I’ve just completed work on this 7500+ piece Lego replica of the Millennium Falcon. I’ve invested about 260 hours into this project. The ship is 32″ in length and 23″ wide. It’s MASSIVE, and also incredibly detailed.
The Ultimate of UCS Lego Falcons
Lego’s official set includes only 5200 pieces in comparison to this set’s over 7500 pieces. When both models are viewed side-by-side, Lego’s masterpiece starts to look very much like last year’s model.
I wish I could take full credit for the designs, but two other builders deserve much more credit for this than I do. Flickr user, Marshall Banana (click to see his awesome version of this set), who is responsible for the original 7500 piece monster set that went viral and inspired my creation, as well as another Flickr user, Mike, who originated the basic scale and shape including the designs for the cockpit, hallway to the cockpit, the whole area around the guns and basic shapes for the forward hood, the sidewall techniques and the side portions of the fuselage that house the boarding ramp and escape pods.
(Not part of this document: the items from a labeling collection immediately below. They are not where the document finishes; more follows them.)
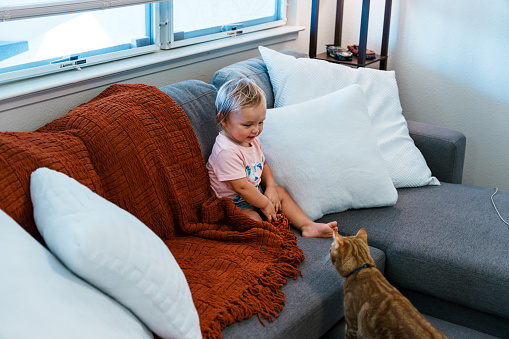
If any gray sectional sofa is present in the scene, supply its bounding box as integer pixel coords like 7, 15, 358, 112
161, 51, 509, 339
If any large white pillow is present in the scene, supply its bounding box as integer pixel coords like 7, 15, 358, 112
259, 46, 440, 188
30, 168, 201, 338
0, 210, 152, 339
260, 85, 398, 220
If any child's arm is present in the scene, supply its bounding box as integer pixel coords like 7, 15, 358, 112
262, 162, 281, 212
228, 178, 277, 222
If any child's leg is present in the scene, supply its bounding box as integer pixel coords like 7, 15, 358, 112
277, 186, 338, 238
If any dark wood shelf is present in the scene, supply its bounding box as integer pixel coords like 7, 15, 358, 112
315, 53, 387, 67
309, 0, 392, 70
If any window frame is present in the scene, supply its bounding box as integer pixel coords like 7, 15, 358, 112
0, 0, 287, 85
155, 0, 287, 50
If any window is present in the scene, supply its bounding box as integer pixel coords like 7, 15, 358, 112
159, 0, 286, 49
0, 0, 286, 83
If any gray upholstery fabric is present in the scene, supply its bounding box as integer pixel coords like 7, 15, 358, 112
398, 287, 509, 338
320, 315, 497, 339
210, 51, 307, 108
162, 53, 498, 338
160, 80, 219, 162
321, 183, 509, 333
408, 121, 466, 184
222, 235, 385, 339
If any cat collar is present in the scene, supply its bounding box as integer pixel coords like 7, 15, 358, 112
345, 264, 375, 279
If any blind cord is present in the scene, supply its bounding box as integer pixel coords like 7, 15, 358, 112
491, 187, 509, 226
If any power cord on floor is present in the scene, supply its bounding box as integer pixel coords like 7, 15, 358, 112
491, 187, 509, 226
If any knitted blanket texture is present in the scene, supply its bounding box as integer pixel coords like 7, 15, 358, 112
0, 85, 304, 338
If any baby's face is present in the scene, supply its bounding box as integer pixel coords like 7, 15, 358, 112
222, 105, 266, 147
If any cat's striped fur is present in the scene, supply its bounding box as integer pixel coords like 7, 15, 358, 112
330, 228, 446, 338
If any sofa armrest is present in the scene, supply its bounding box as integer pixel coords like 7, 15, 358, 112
408, 121, 466, 184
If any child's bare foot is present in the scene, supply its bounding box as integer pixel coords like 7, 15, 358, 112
301, 221, 338, 238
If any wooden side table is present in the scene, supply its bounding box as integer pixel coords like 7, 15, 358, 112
309, 0, 392, 70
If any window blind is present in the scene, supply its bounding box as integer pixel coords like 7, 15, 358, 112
0, 0, 167, 22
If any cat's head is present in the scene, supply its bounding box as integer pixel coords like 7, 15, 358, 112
330, 228, 375, 277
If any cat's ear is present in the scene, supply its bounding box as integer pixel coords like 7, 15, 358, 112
332, 231, 345, 245
356, 227, 368, 242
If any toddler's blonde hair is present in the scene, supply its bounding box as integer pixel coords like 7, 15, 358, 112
216, 78, 267, 124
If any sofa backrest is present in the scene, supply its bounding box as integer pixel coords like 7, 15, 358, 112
160, 80, 219, 162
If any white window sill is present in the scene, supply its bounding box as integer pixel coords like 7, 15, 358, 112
0, 26, 304, 112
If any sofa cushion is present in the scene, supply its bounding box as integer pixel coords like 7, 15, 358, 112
0, 210, 152, 339
30, 168, 201, 339
210, 50, 307, 108
320, 183, 509, 320
0, 132, 104, 243
259, 46, 439, 188
260, 85, 398, 220
222, 232, 385, 339
160, 80, 220, 162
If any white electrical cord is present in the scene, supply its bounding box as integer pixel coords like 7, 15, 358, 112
491, 187, 509, 226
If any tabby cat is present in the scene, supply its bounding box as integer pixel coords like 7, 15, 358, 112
330, 228, 446, 338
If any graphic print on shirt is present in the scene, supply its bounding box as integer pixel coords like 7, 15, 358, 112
246, 157, 263, 185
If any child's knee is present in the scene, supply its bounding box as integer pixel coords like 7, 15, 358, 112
277, 186, 290, 200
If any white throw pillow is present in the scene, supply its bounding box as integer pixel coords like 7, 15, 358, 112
0, 210, 152, 339
259, 46, 440, 188
260, 85, 398, 220
30, 168, 201, 338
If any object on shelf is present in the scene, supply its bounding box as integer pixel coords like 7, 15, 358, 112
327, 45, 352, 61
348, 45, 376, 60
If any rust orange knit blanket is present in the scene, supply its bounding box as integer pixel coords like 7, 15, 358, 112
0, 85, 304, 338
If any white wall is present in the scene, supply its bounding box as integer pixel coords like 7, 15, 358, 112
0, 0, 509, 190
320, 0, 509, 190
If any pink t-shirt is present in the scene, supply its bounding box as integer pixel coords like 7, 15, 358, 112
207, 133, 265, 203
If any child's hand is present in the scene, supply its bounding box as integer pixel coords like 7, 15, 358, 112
264, 187, 281, 212
260, 200, 277, 222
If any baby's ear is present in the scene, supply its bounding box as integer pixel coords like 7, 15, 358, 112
356, 227, 368, 242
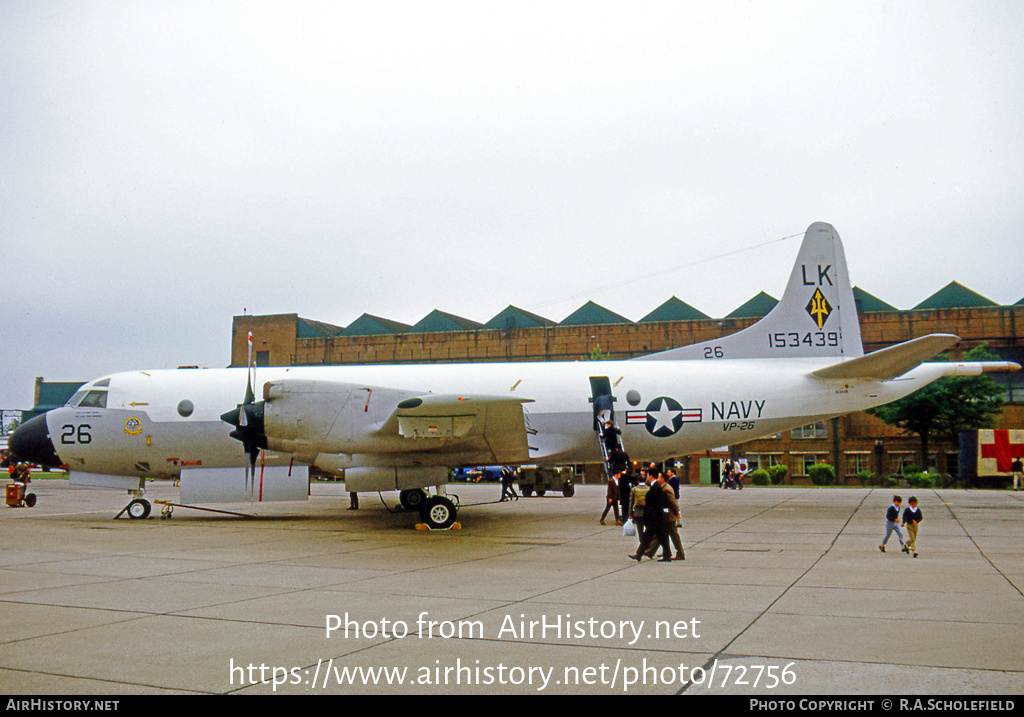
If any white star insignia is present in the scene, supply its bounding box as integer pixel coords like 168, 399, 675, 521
647, 398, 682, 433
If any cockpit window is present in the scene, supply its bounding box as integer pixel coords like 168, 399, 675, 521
79, 391, 106, 409
68, 388, 106, 409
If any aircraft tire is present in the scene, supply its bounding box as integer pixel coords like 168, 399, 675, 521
420, 496, 458, 531
398, 488, 427, 510
128, 498, 150, 520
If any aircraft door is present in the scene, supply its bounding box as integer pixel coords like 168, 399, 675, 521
590, 376, 615, 430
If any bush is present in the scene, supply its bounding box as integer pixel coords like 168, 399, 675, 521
807, 463, 836, 486
903, 473, 935, 488
768, 466, 790, 486
857, 470, 874, 486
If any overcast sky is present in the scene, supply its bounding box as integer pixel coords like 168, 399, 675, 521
0, 0, 1024, 409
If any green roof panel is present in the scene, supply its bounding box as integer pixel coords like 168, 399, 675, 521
295, 317, 344, 339
913, 282, 998, 311
483, 304, 555, 329
726, 291, 778, 319
339, 313, 409, 336
558, 301, 633, 326
853, 287, 899, 313
637, 296, 711, 324
409, 308, 482, 334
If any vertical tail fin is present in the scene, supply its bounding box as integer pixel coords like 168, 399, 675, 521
637, 221, 864, 361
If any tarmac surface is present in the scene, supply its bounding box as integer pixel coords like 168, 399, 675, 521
0, 480, 1024, 698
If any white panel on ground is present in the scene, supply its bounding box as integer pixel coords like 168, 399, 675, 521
181, 466, 309, 505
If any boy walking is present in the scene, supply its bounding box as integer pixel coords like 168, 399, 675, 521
903, 496, 924, 557
879, 496, 907, 553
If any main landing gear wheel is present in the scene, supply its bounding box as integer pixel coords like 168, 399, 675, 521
420, 496, 458, 531
128, 498, 150, 520
398, 488, 427, 510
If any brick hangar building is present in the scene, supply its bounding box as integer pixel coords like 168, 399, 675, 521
230, 282, 1024, 484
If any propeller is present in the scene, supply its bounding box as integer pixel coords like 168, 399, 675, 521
220, 332, 266, 489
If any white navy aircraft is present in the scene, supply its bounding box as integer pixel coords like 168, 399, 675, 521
10, 222, 1020, 528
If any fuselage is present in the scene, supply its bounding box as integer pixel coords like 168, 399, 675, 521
29, 359, 942, 477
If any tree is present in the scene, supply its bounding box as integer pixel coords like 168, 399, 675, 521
867, 344, 1002, 466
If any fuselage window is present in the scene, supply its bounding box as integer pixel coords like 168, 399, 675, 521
79, 391, 106, 409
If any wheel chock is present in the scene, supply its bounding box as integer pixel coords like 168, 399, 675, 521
416, 520, 462, 531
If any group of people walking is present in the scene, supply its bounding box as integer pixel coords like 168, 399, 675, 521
601, 463, 686, 562
879, 496, 925, 557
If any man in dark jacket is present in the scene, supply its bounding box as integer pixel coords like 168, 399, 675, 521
879, 496, 906, 553
630, 470, 672, 562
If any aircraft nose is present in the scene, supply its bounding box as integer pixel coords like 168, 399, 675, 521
7, 414, 60, 468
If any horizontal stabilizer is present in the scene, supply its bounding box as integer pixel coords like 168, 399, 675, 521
811, 334, 959, 381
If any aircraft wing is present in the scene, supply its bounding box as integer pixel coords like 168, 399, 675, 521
256, 379, 532, 465
380, 393, 532, 464
811, 334, 959, 381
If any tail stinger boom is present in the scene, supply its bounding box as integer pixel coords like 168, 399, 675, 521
636, 222, 864, 361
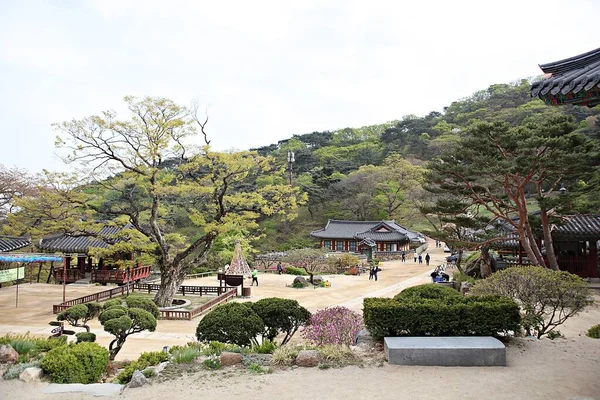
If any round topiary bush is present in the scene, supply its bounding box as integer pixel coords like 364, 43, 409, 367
394, 283, 460, 300
196, 303, 265, 346
587, 324, 600, 339
40, 343, 108, 383
75, 332, 96, 343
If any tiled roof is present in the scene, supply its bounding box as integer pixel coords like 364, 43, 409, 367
310, 219, 418, 241
531, 49, 600, 107
38, 226, 126, 253
0, 236, 31, 253
552, 215, 600, 240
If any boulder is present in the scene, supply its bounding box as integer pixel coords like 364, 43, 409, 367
127, 369, 149, 389
294, 276, 308, 285
296, 350, 321, 367
19, 367, 44, 383
354, 329, 375, 349
221, 351, 242, 367
0, 344, 19, 364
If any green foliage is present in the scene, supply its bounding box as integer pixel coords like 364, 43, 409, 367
172, 346, 200, 364
2, 361, 40, 380
363, 296, 521, 337
394, 283, 460, 301
125, 296, 160, 319
250, 339, 277, 354
40, 343, 108, 383
202, 356, 221, 369
285, 265, 308, 276
75, 332, 96, 343
196, 303, 264, 346
548, 330, 565, 340
471, 267, 592, 338
117, 351, 169, 384
271, 343, 316, 366
292, 282, 309, 289
98, 297, 158, 360
452, 271, 476, 289
587, 324, 600, 339
252, 297, 310, 345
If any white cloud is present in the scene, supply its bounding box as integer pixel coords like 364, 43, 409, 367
0, 0, 600, 170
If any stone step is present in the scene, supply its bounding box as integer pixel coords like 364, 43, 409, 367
384, 336, 506, 367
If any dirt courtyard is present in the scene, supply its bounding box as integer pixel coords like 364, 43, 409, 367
0, 243, 440, 360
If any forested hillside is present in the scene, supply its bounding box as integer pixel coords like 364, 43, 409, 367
255, 80, 600, 251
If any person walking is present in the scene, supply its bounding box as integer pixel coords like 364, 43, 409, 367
250, 267, 258, 286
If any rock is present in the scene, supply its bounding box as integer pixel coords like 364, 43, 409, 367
0, 344, 19, 364
127, 369, 148, 389
296, 350, 321, 367
154, 361, 170, 376
221, 351, 242, 367
354, 329, 375, 349
294, 276, 308, 285
19, 367, 44, 383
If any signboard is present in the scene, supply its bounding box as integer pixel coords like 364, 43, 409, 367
0, 267, 25, 282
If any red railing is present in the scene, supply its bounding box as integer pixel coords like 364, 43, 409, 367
52, 268, 85, 283
52, 283, 237, 320
52, 286, 127, 314
91, 266, 152, 284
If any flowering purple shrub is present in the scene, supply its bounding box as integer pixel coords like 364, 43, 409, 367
301, 307, 363, 346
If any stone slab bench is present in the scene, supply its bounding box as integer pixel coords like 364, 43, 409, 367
384, 336, 506, 367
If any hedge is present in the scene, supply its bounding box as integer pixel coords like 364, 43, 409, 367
40, 343, 108, 383
363, 296, 521, 337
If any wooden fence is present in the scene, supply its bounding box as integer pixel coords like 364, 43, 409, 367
52, 283, 237, 320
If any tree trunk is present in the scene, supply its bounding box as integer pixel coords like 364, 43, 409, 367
479, 247, 492, 278
456, 248, 465, 274
154, 264, 186, 307
540, 207, 559, 271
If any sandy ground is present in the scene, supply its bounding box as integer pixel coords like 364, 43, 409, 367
0, 242, 440, 360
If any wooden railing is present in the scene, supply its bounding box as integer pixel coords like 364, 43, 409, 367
52, 268, 85, 282
91, 266, 152, 284
52, 286, 127, 314
133, 283, 231, 296
160, 288, 237, 321
52, 283, 237, 320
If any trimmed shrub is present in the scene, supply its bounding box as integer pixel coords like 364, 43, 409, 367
75, 332, 96, 343
117, 351, 169, 384
40, 343, 108, 383
394, 283, 461, 301
587, 324, 600, 339
363, 289, 521, 337
285, 265, 308, 276
302, 307, 363, 346
252, 297, 310, 345
471, 266, 593, 338
196, 303, 265, 346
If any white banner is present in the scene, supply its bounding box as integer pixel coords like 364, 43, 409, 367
0, 267, 25, 282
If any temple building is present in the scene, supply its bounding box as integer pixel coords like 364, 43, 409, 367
310, 219, 420, 257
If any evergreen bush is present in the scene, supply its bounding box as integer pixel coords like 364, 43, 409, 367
40, 343, 108, 383
363, 289, 521, 337
196, 303, 265, 346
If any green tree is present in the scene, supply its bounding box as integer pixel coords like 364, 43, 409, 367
17, 97, 303, 306
252, 297, 310, 346
98, 298, 160, 360
56, 302, 102, 333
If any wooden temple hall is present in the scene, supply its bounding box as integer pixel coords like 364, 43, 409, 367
38, 226, 152, 285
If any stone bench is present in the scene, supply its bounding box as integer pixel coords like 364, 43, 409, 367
384, 336, 506, 367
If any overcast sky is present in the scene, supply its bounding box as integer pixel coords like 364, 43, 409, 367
0, 0, 600, 172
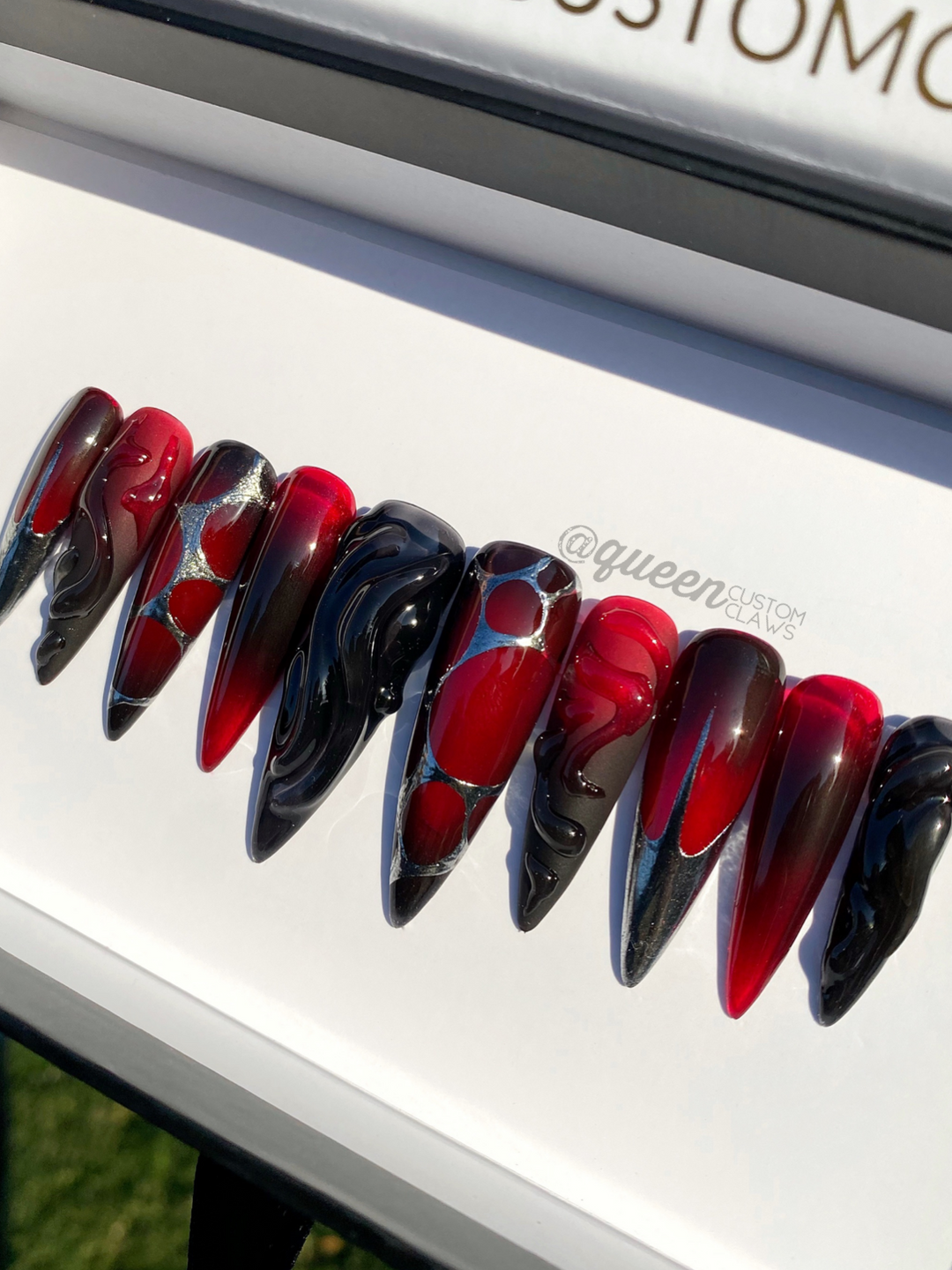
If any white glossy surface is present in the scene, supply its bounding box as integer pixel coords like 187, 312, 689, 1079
0, 116, 952, 1270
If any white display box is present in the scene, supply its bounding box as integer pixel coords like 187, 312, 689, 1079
0, 101, 952, 1270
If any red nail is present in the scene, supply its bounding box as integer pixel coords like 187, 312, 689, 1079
621, 630, 783, 987
107, 441, 275, 741
390, 542, 580, 926
201, 467, 357, 773
519, 595, 678, 931
35, 407, 191, 684
0, 389, 122, 623
726, 675, 882, 1019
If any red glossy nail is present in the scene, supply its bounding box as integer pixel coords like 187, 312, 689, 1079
35, 407, 191, 684
107, 441, 277, 741
0, 389, 122, 623
390, 542, 580, 926
621, 630, 783, 987
201, 467, 357, 773
726, 675, 882, 1019
519, 595, 678, 931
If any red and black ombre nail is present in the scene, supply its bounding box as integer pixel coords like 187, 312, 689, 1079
0, 389, 122, 623
819, 715, 952, 1025
390, 542, 580, 926
107, 441, 277, 741
201, 467, 357, 773
37, 407, 191, 684
726, 675, 882, 1019
621, 630, 783, 987
518, 595, 678, 931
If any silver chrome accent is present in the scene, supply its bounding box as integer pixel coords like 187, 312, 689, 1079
390, 555, 576, 883
132, 455, 268, 650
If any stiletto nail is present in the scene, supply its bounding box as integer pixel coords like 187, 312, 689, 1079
35, 407, 191, 684
390, 542, 579, 926
726, 675, 882, 1019
621, 630, 783, 987
107, 441, 277, 741
518, 595, 678, 931
820, 715, 952, 1024
0, 389, 122, 623
251, 500, 465, 860
201, 467, 357, 773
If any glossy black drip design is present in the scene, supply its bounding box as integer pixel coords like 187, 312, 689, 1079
0, 389, 122, 623
820, 715, 952, 1024
35, 437, 151, 684
251, 502, 465, 860
518, 721, 651, 931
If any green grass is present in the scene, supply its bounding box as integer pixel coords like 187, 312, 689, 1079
6, 1042, 386, 1270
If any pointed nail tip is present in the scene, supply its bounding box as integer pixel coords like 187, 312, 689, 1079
816, 990, 856, 1027
724, 992, 761, 1019
106, 701, 145, 741
390, 874, 445, 926
251, 805, 300, 863
621, 945, 658, 988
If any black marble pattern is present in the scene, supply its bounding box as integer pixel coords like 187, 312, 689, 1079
820, 715, 952, 1025
251, 500, 465, 860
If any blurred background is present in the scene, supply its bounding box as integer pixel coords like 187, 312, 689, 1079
0, 1040, 387, 1270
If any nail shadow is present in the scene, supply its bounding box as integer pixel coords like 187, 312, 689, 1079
245, 675, 285, 863
196, 571, 240, 767
608, 630, 699, 984
376, 543, 480, 922
606, 734, 651, 985
98, 548, 151, 741
502, 741, 548, 927
797, 715, 910, 1024
502, 598, 602, 929
716, 781, 761, 1015
380, 660, 439, 929
0, 392, 76, 536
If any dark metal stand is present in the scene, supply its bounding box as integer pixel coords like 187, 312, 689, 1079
188, 1155, 312, 1270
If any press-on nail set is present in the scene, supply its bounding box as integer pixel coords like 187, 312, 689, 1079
0, 389, 952, 1024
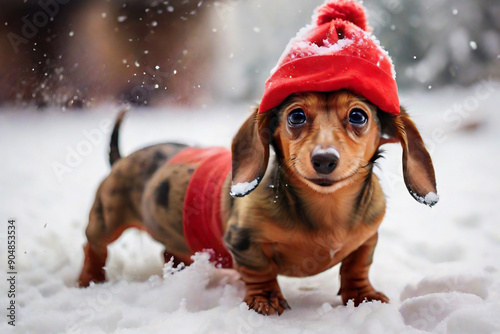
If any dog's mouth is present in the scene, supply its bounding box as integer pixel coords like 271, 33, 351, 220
307, 179, 335, 187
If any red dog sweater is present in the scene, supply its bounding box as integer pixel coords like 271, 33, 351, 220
168, 147, 233, 268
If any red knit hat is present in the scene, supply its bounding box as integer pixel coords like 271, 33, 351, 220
259, 0, 399, 115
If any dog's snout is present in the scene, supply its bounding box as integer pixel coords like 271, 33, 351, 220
311, 145, 340, 174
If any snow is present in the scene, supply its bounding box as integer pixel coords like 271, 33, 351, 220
231, 179, 259, 197
0, 85, 500, 334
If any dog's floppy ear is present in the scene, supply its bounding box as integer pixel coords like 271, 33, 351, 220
380, 107, 439, 207
231, 109, 272, 197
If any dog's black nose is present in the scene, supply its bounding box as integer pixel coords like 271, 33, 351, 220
311, 146, 339, 174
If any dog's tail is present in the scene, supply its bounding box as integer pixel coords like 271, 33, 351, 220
109, 106, 129, 166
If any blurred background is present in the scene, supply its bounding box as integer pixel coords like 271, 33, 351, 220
0, 0, 500, 110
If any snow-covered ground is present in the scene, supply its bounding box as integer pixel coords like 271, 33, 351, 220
0, 82, 500, 334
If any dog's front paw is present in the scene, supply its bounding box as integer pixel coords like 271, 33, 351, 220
245, 290, 290, 315
340, 286, 389, 306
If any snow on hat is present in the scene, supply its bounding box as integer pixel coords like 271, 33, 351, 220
259, 0, 399, 115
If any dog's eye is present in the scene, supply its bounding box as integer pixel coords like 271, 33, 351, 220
349, 108, 368, 126
288, 108, 307, 126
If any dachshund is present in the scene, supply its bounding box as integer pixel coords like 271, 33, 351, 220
79, 90, 438, 315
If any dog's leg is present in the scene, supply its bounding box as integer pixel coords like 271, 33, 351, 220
236, 266, 290, 315
339, 233, 389, 305
78, 185, 144, 287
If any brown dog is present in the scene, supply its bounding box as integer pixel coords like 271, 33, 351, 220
79, 90, 438, 315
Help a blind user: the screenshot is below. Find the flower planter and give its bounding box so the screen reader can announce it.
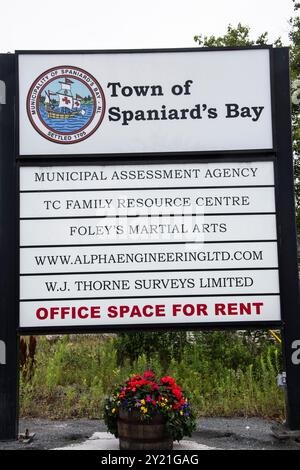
[118,409,173,450]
All that said, I did make numerous modifications and improvements in designing my model. In fact you’ll be hard-pressed to find a section were I didn’t make refinements.
Build Methods & Techniqes
This set is built using 100% genuine Lego bricks. However I did resort to using some custom parts and techniques for the internal structures. I wanted to avoid quirky connections as well as to keep things consistent throughout the set so I chose to expand upon a technique I used in my custom UCS Jango Fett model using 3mm rigid hose.
Lego’s official 3mm rigid hose is great for making complex connections, but for this set I would have needed it in massive continuous lengths which Lego doesn’t make. In looking for an alternative, I discovered that 1/8 brass rod, as is used for regular model making, happens to be exactly the right size to serve as a 3mm rigid hose replacement. Lego’s 3mm hose – it turns out – is actually 3.2mm.
The brass tubes opened up a lot of creative options for the internal structures and I’ve even gone so far as to design a few custom soldered brass pieces for this set. I wanted to keep the set as Lego as possible so I did keep these techniques to a minimum. However, they solved huge structural problems where I did use them and allowed me to avoid having to use strange, mickey-moused connections.
I also used safety wire to attach some of the panel pieces. Though I considered using Lego rubber bands, I chose wire because it will last considerably longer and provides more stability.
Fully Lit with Custom LEDs
Custom LED lights are featured throughout the set. The cockpit is lit with 2 LEDs. There is a “headlight” LED in the front of each fork, an LED behind the turret window, and full LED strips to illuminate the engines.